Ryanair, the EU’s largest budget airline, will exercise its option to purchase 75 new Boeing 737 MAX, raising its total order to 210 jets. Boeing and the Dublin-based carrier confirmed the order following a published report by Reuters.
"As soon as the COVID-19 virus recedes – and it likely will in 2021 with the rollout of multiple effective vaccines – Ryanair and our partner airports across Europe will – with these environmentally efficient aircraft – rapidly restore flights and schedules, recover lost traffic and help the nations of Europe recover their tourism industries, and get young people back to work across the cities, beaches, and ski resorts of the European Union," stated Ryanair Group CEO Michael O'Leary .
The value of the order was not announced. While a book value for 75 737 MAX jets would be about $9 billion, the report detailed that the negotiations involved Boeing compensating Ryanair for delays in delivery of previously ordered aircraft, a result of the 20-month-long grounding of the 737 MAX.
The OEM is reported to be negotiating similar terms with Southwest Airlines, like Ryanair one of Boeing’s largest customers for the 737 MAX.

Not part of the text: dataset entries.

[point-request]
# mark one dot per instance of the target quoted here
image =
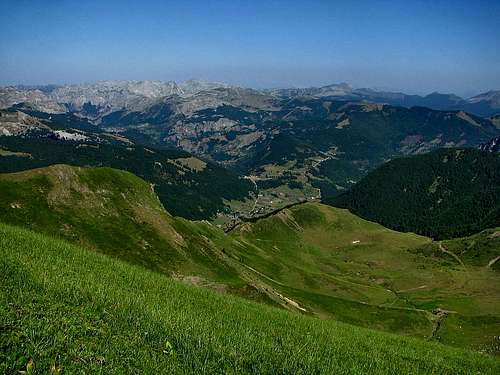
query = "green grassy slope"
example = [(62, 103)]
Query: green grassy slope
[(74, 311), (336, 264), (311, 258), (443, 194), (116, 213)]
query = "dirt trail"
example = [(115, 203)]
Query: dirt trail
[(445, 250)]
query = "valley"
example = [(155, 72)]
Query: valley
[(295, 205)]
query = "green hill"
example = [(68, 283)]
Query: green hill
[(66, 310), (340, 266), (444, 194), (117, 213), (311, 258), (187, 186)]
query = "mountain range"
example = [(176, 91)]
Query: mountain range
[(203, 226), (97, 99), (289, 145)]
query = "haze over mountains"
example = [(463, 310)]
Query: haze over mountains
[(113, 95), (259, 194), (293, 144)]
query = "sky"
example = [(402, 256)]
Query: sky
[(411, 46)]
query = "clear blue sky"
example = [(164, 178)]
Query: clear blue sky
[(416, 46)]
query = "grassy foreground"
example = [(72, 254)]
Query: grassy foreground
[(75, 311)]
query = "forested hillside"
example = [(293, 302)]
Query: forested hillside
[(443, 194)]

Boeing is working to resume deliveries of its best-selling aircraft following the lifting of the Federal Aviation grounding order on the 737 MAX, November 18. Brazilian authorities have since followed FAA’s decision. The European Union Aviation Safety Agency (EASA) has indicated it will lift its grounding order in January 2021.

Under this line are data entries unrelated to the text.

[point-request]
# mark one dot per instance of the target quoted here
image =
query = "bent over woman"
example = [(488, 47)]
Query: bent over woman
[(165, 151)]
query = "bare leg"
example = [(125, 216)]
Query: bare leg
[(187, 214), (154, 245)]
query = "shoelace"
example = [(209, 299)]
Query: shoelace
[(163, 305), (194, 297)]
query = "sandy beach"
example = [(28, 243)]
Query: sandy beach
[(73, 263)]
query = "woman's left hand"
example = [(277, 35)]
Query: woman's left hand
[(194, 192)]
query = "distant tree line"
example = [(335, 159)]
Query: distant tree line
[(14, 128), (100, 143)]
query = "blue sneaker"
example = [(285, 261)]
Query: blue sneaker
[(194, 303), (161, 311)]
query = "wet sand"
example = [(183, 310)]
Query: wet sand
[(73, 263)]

Ryanair is one of the world’s largest operators of the 737-800 (the preceding design of the current model) and was the “launch customer” for the 737 MAX 8 with an order for 100 aircraft in 2014. That was followed with an order for 10 more 737 MAX 8s in 2017, and then 25 more in 2018.
None of these aircraft have yet been delivered to Ryanair.

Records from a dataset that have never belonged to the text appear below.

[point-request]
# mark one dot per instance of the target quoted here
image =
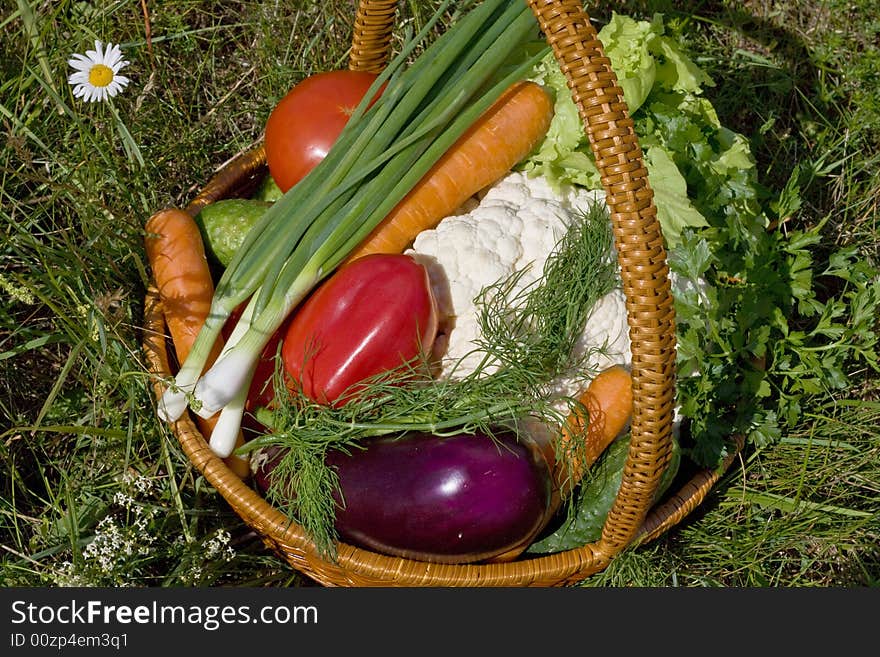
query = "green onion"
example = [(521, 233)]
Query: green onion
[(378, 158)]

The 737 MAX was grounded by FAA, EASA, and other regulating bodies in March 2019 after the second of two crashes that together killed 346 passengers and crew members. Boeing halted all deliveries at that time, though production of new aircraft continued.
Investigations into the two crashes resulted in Boeing redeveloping the 737 MAX Maneuvering Characteristics Augmentation System (MCAS), the flight control software cited as the cause of the two crashes. Reportedly, the previous flight-control software misidentified the jets' "angle of attack" (AOA), and prevented the Lion Air and Ethiopian Airlines pilots from overriding an automated descent that resulted in the two incidents.